10. In a file explorer, browse to the server path / deploy path as in step 6 - except, locate the webapps folder, rather than wtpwebapps.

11. Copy / paste your WARs into the webapps folder. If the server is started, you should notice folders shortly being created by Tomcat. And, you can see Tomcat's logging output from the Eclipse console.

12. Browse to the appropriate URL from your browser (which should be http://localhost:10000/concert-webapp/ if you've followed along), and enjoy.

13. When you make modifications and repackage your WARs, you can delete the contents of the webapps folder and re-copy your new WARs over (while the server is stopped).

From IntelliJ

Note: This ONLY works in IntelliJ Ultimate edition. Community edition does not support this. Having said that, Ultimate edition is available for free for educational use. Simply sign up for a new account using your University email address.

1. Within your project, open the Run Configurations dialog (usually available in the top-right corner, or open the search box by tapping double-shift, then type "run configurations"). Either way, pick Edit Configurations.

2. Click on the + button on the top-left of the dialog, then choose Tomcat server → Local.

3. Name the configuration whatever you like.
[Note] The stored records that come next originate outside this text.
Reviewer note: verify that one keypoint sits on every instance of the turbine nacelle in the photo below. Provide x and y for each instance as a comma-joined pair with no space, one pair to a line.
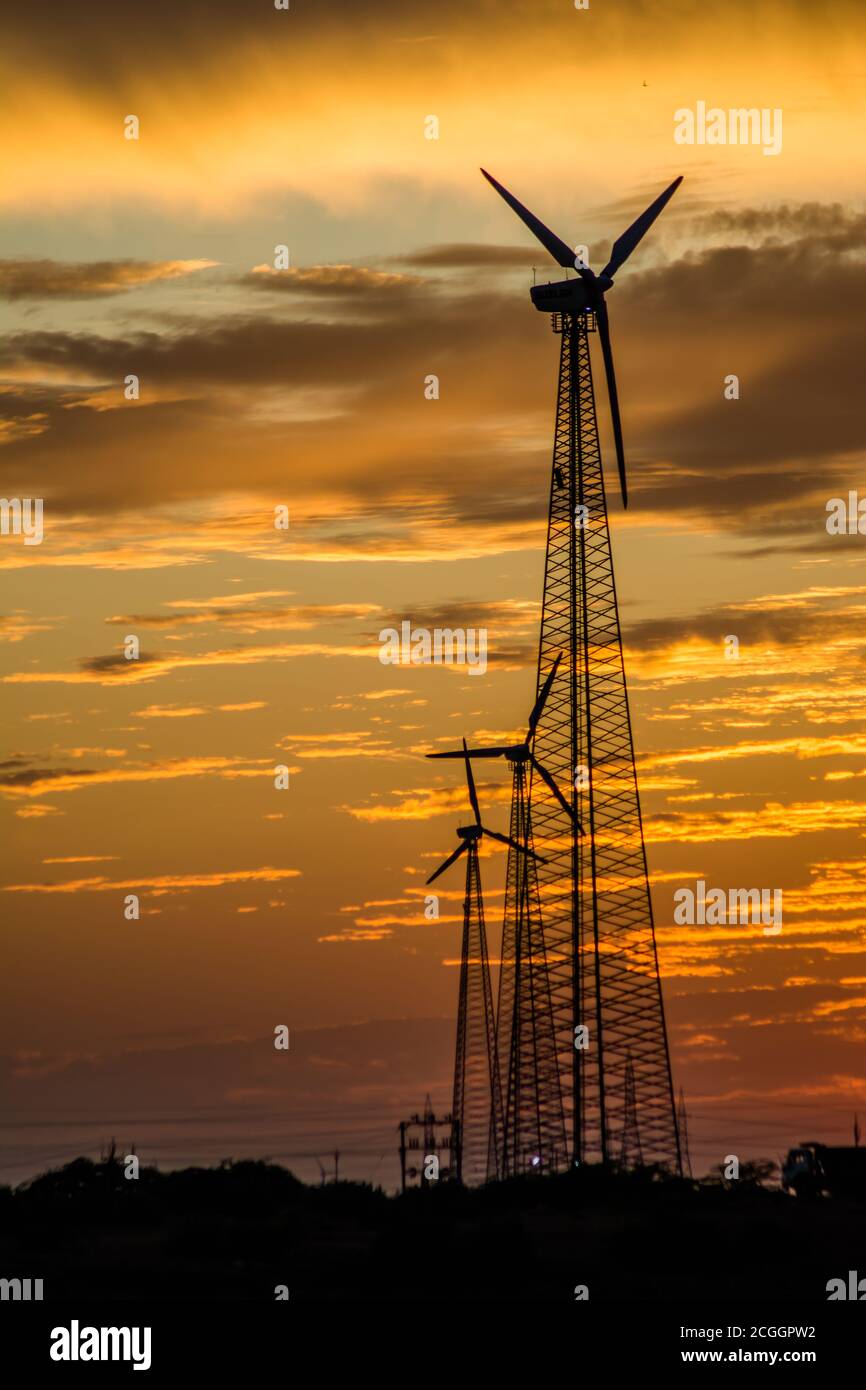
562,296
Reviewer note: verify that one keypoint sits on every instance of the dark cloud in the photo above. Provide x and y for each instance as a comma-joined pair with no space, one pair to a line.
84,280
337,281
469,255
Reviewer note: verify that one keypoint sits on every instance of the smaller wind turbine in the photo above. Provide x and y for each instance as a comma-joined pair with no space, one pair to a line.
521,754
477,1104
471,834
576,296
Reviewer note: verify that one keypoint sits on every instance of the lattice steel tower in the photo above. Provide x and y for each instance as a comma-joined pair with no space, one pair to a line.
477,1101
597,909
533,1132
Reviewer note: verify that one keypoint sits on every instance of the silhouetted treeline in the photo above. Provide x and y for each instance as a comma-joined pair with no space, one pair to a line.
242,1229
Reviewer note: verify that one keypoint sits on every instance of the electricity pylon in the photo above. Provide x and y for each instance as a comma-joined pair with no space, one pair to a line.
597,909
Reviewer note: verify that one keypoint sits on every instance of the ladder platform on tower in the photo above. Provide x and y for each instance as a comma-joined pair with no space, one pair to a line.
559,321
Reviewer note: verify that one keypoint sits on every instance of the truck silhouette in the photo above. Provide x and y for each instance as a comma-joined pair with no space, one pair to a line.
820,1169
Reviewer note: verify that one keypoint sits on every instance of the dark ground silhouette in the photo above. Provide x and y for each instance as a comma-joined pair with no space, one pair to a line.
238,1230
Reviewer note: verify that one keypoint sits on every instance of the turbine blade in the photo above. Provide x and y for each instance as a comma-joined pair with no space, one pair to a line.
624,245
603,327
473,794
460,849
541,701
506,840
474,752
542,772
562,255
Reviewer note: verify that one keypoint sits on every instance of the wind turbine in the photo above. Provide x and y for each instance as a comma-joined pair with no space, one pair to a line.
521,754
534,1126
477,1101
597,916
576,296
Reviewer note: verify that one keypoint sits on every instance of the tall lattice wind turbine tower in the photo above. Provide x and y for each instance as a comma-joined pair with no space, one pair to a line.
597,909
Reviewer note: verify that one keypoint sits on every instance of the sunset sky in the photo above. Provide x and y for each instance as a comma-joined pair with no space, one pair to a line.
305,388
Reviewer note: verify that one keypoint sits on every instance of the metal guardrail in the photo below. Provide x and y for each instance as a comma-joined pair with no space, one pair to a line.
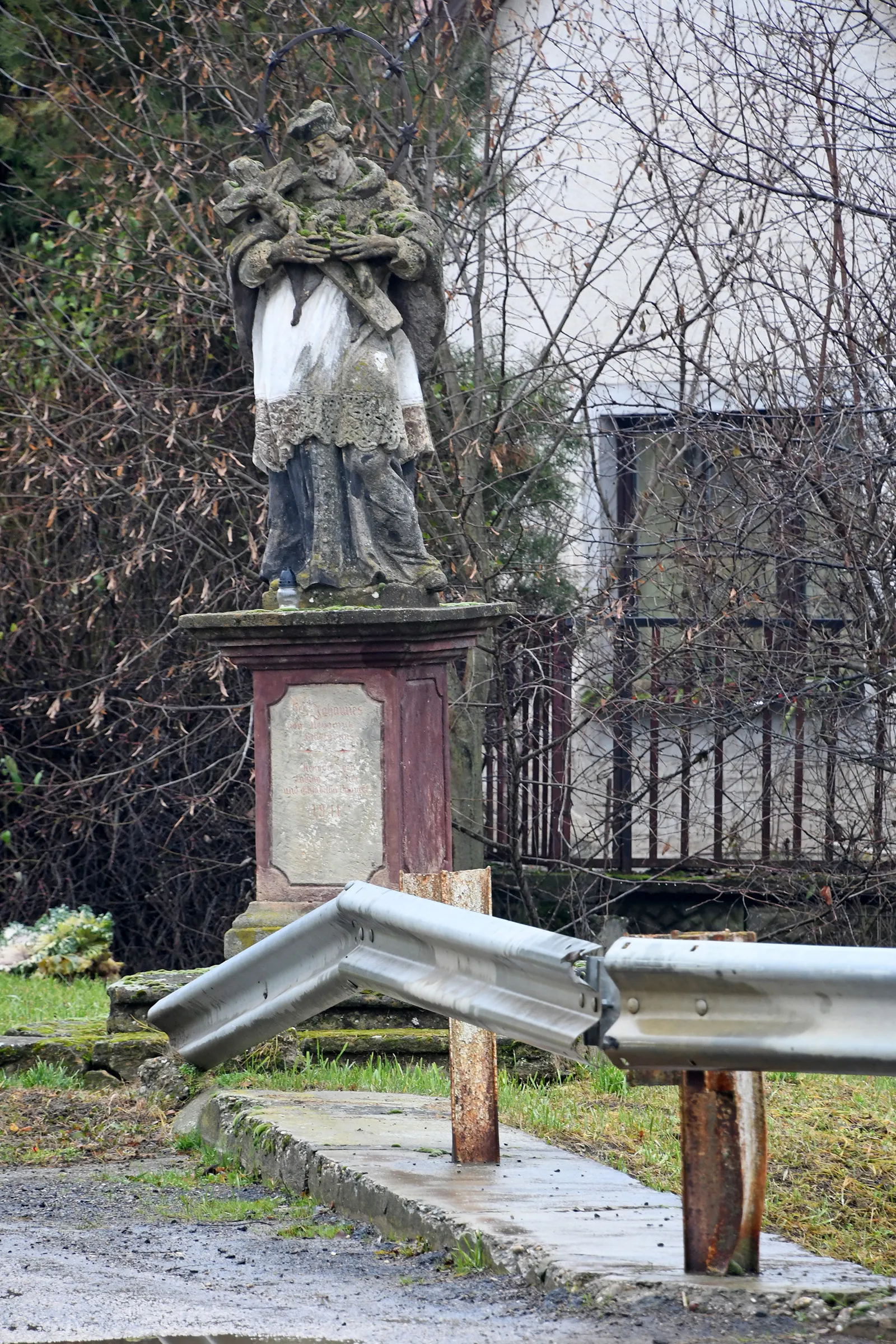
507,978
738,1006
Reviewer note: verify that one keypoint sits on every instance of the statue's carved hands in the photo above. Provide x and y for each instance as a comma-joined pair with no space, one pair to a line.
300,248
365,248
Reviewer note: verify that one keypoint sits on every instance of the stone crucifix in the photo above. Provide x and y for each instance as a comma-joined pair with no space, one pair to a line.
339,303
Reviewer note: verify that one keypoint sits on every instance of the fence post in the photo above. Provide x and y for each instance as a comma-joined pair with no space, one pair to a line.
472,1052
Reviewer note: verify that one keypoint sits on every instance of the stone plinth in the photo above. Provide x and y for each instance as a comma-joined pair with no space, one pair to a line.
352,765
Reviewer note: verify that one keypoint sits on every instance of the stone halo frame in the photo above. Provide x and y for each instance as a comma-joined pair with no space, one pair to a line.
342,31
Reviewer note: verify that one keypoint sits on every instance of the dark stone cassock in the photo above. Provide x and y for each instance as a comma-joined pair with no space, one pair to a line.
339,414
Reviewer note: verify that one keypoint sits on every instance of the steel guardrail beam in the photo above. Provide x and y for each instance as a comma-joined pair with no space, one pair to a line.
739,1006
510,979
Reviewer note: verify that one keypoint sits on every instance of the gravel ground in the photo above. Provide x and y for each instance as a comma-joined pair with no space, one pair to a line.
89,1253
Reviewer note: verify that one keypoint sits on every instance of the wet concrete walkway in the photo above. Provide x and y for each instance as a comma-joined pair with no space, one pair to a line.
544,1213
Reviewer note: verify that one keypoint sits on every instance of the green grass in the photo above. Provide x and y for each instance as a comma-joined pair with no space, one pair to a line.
832,1141
25,999
308,1229
211,1191
374,1074
832,1151
42,1076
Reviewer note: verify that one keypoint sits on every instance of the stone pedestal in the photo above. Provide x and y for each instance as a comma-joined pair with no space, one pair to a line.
352,764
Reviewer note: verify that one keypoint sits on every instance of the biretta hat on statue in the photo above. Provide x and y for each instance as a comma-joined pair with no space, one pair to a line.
318,120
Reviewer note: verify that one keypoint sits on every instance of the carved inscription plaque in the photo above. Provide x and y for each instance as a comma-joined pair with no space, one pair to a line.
327,795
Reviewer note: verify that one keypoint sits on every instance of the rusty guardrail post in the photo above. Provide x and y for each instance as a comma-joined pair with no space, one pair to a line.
723,1155
472,1052
723,1170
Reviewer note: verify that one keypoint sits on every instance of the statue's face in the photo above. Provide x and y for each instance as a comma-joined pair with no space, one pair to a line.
328,158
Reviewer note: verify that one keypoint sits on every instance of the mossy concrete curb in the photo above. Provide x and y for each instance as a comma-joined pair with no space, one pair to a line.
553,1217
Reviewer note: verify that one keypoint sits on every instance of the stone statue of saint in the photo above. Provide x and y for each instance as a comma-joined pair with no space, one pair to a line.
339,301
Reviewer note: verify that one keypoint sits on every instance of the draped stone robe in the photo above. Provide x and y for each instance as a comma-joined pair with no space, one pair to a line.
339,408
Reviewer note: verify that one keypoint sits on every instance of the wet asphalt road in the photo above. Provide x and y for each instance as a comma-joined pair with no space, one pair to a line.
86,1254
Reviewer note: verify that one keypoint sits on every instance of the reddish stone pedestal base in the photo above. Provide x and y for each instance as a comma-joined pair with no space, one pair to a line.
352,776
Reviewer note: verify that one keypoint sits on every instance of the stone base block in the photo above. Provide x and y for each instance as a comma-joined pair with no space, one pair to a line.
261,918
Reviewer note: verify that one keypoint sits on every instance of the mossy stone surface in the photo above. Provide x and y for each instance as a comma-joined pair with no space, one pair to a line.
78,1046
132,998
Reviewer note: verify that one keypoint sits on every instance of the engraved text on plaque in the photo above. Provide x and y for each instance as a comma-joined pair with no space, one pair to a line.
327,795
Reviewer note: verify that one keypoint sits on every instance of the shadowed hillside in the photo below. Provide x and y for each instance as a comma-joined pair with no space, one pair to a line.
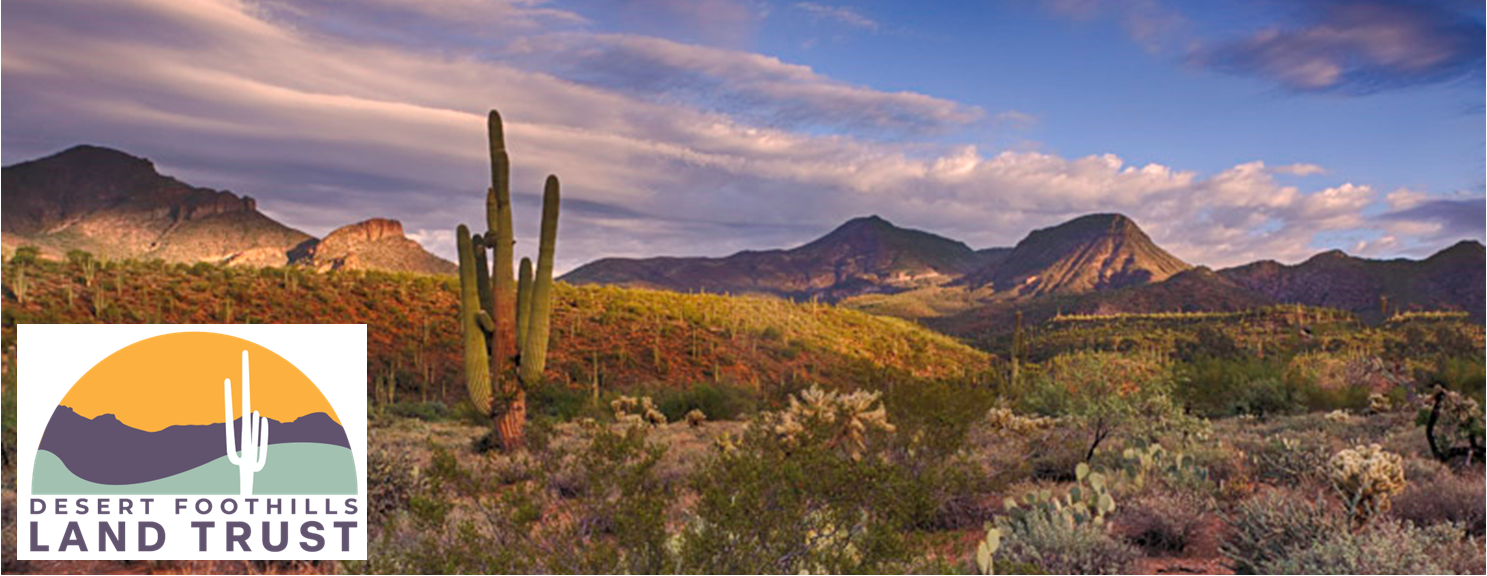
861,256
616,337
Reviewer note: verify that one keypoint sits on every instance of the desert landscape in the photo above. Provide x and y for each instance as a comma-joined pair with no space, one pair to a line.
1127,381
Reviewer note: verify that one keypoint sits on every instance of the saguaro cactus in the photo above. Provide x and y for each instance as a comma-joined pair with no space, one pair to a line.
506,323
255,433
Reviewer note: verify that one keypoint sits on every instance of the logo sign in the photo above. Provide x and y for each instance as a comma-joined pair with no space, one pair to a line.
191,442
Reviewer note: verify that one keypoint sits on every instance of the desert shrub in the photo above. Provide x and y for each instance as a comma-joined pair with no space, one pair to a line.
1273,524
1289,459
393,481
936,417
1058,546
1111,395
1463,374
1227,387
629,410
933,423
622,503
1165,521
8,390
809,488
8,536
1388,548
1455,426
562,402
1447,499
720,402
426,411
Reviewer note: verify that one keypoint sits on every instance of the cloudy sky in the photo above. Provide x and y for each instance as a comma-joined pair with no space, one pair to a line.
1229,130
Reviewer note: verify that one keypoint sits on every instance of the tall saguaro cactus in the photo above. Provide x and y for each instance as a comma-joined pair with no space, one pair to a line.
506,322
255,433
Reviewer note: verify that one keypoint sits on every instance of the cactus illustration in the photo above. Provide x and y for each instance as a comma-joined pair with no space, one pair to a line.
506,322
255,433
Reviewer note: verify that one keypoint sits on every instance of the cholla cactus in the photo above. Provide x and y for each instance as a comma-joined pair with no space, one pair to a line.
631,410
1452,420
1368,478
1002,418
1380,404
1089,502
848,417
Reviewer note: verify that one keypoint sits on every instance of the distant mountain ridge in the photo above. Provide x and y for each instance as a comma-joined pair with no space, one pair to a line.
118,206
1455,277
1090,265
866,255
104,450
1092,253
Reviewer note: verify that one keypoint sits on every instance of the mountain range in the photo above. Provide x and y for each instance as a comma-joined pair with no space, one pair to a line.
866,255
118,206
107,451
1095,264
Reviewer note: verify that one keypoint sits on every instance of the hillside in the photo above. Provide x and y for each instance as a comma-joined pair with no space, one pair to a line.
372,244
1090,253
1455,279
116,206
861,256
619,337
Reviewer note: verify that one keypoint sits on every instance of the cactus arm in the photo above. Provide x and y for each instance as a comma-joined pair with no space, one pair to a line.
226,404
249,424
536,359
503,246
524,304
263,442
482,279
476,354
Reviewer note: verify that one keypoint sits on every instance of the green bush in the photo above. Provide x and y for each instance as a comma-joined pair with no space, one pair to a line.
1275,524
720,402
793,496
1466,375
1220,387
426,411
1163,521
1446,499
8,420
562,404
1108,396
1386,548
1052,544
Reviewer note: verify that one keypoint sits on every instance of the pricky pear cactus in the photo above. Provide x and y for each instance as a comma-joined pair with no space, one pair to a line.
1089,502
506,323
255,433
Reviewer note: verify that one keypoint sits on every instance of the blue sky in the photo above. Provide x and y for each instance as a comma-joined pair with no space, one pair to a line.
1230,130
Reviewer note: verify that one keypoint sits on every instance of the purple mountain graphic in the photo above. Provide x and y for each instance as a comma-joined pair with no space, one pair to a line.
107,451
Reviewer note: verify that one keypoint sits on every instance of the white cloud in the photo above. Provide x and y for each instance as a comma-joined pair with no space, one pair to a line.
837,14
327,130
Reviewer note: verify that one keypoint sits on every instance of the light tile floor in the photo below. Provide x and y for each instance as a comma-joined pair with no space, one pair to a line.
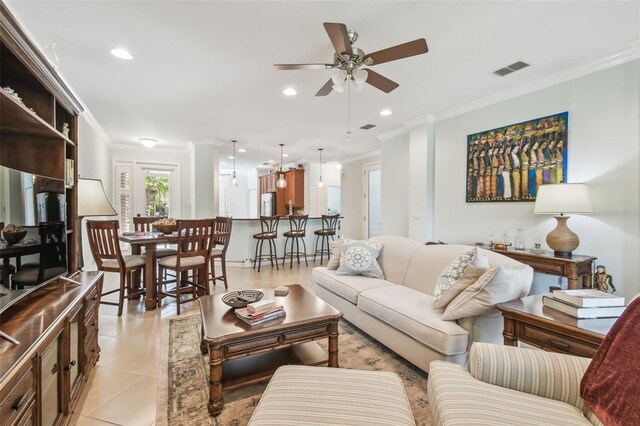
123,389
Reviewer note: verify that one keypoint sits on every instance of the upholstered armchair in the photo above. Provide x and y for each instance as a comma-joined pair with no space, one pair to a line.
508,385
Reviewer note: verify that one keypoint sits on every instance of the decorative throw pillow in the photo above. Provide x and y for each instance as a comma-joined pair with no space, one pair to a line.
498,285
460,274
335,248
359,258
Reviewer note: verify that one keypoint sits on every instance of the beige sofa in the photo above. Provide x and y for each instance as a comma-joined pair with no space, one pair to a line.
397,311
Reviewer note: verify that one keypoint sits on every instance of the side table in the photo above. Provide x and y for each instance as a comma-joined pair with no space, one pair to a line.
577,269
528,320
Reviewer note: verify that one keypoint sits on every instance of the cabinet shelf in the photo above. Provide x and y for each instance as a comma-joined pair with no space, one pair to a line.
17,119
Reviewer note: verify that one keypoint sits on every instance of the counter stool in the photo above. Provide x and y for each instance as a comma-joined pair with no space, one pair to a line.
298,227
222,235
329,224
269,227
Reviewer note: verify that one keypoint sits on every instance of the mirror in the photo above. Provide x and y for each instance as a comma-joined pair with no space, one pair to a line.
27,199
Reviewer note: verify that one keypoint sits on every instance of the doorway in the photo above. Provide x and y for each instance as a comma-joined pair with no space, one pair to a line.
372,200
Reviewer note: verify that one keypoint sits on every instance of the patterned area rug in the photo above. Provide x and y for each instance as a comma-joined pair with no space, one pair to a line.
184,387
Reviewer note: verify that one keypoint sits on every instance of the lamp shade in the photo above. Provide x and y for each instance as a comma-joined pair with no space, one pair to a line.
563,198
92,199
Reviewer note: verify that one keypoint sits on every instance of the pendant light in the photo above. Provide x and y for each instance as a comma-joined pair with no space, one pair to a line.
234,180
281,182
320,183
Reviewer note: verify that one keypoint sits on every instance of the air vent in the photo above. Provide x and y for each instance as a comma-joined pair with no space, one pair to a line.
503,71
516,66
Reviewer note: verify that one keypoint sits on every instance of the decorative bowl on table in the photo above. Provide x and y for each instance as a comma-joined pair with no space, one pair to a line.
241,298
166,229
166,225
14,237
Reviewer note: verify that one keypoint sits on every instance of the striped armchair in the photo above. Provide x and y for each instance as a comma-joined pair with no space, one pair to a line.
508,386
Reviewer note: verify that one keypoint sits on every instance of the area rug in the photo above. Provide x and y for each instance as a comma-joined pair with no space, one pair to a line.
184,386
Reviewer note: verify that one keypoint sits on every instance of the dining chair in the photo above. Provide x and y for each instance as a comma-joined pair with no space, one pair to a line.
268,232
105,248
329,225
222,235
53,257
297,231
195,239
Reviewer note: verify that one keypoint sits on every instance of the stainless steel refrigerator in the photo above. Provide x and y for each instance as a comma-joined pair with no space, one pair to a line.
268,204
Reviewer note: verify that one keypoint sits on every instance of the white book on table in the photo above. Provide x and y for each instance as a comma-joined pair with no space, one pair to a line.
588,298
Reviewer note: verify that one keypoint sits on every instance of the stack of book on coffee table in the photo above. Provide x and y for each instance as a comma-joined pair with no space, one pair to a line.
260,312
586,303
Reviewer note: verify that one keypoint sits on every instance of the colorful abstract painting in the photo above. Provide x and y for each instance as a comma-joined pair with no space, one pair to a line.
510,163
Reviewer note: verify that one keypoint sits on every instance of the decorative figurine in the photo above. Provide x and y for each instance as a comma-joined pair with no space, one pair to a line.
602,280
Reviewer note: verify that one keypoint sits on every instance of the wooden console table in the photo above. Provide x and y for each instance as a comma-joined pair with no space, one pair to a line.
577,269
527,320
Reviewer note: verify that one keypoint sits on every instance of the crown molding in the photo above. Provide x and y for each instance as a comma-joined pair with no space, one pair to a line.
360,157
543,83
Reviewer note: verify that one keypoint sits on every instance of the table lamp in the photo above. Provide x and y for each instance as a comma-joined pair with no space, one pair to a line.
559,199
92,201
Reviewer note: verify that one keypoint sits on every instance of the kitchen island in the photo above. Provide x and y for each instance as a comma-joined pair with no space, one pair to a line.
242,245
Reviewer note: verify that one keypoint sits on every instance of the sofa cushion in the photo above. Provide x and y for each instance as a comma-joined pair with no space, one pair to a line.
302,395
460,274
347,287
359,258
456,398
396,256
335,249
499,284
411,312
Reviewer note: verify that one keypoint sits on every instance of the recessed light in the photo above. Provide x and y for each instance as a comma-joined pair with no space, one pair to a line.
122,54
148,142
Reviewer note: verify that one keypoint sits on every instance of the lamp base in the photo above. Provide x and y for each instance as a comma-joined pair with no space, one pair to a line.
562,240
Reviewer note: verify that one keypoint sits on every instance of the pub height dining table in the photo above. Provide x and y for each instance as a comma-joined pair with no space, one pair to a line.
150,242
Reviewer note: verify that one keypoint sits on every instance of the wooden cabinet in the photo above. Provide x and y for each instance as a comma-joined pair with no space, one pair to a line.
42,377
32,129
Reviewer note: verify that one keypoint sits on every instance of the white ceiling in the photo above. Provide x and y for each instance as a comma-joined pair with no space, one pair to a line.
203,70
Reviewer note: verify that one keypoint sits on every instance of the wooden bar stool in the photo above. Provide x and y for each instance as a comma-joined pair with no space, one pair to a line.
105,247
269,227
195,239
222,235
297,232
329,224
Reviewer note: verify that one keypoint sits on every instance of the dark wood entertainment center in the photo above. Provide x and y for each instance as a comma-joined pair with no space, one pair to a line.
54,324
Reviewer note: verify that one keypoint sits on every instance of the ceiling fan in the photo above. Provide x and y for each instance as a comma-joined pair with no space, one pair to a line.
350,60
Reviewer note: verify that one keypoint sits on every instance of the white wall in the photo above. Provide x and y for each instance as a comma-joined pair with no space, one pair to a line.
395,186
603,152
352,196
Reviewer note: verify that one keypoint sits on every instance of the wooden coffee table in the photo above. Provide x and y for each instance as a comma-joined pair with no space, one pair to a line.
527,320
240,354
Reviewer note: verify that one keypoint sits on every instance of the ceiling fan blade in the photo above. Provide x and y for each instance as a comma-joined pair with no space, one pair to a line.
380,82
326,89
339,37
412,48
283,67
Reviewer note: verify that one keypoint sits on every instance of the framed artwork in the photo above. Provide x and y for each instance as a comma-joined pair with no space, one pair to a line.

For the HTTP Port, pick one which is available on your machine, such as 10000.

4. For the application server, pick one from the list. If none are available, click configure. You'll be able to add one (by browsing to the location where you downloaded Tomcat earlier).

5. Under the Deployment tab, select both WAR artifacts (client and service) for deployment - these would have been created by IntelliJ's Maven integration (you shouldn't select the exploded versions, but it probably doesn't matter). For the application context, set the service WAR's context to /webservice, and the client WAR's context to /concert-webapp.

6. Go back to the Server tab. Edit the URL to be http://localhost:10000/concert-webapp/ (altering the port as necessary). Then, click OK.

7. In the client project, open src/main/java/.../Config.java, and edit the WEB_SERVICE_URI field as appropriate (assuming port 10000, and the contexts identified in step 5 above, you won't need to change this).

8. In the client project, open src/main/webapp/js/fetch-api.js and edit WEB_URI as appropriate (assuming the contexts identified in step 5 above, you won't need to change this).

9. From the run configurations dropdown, slect your new configuration and click the play button. The webapp and web service should start, and the browser should eventually open at the URL identified in step 6 above. If it doesn't, you can browse there manually.

10. When you're done, hit the stop button. Sometimes you may need to click it twice (do so until the stop button is greyed out, and you see a Disconnected from server message in the server output).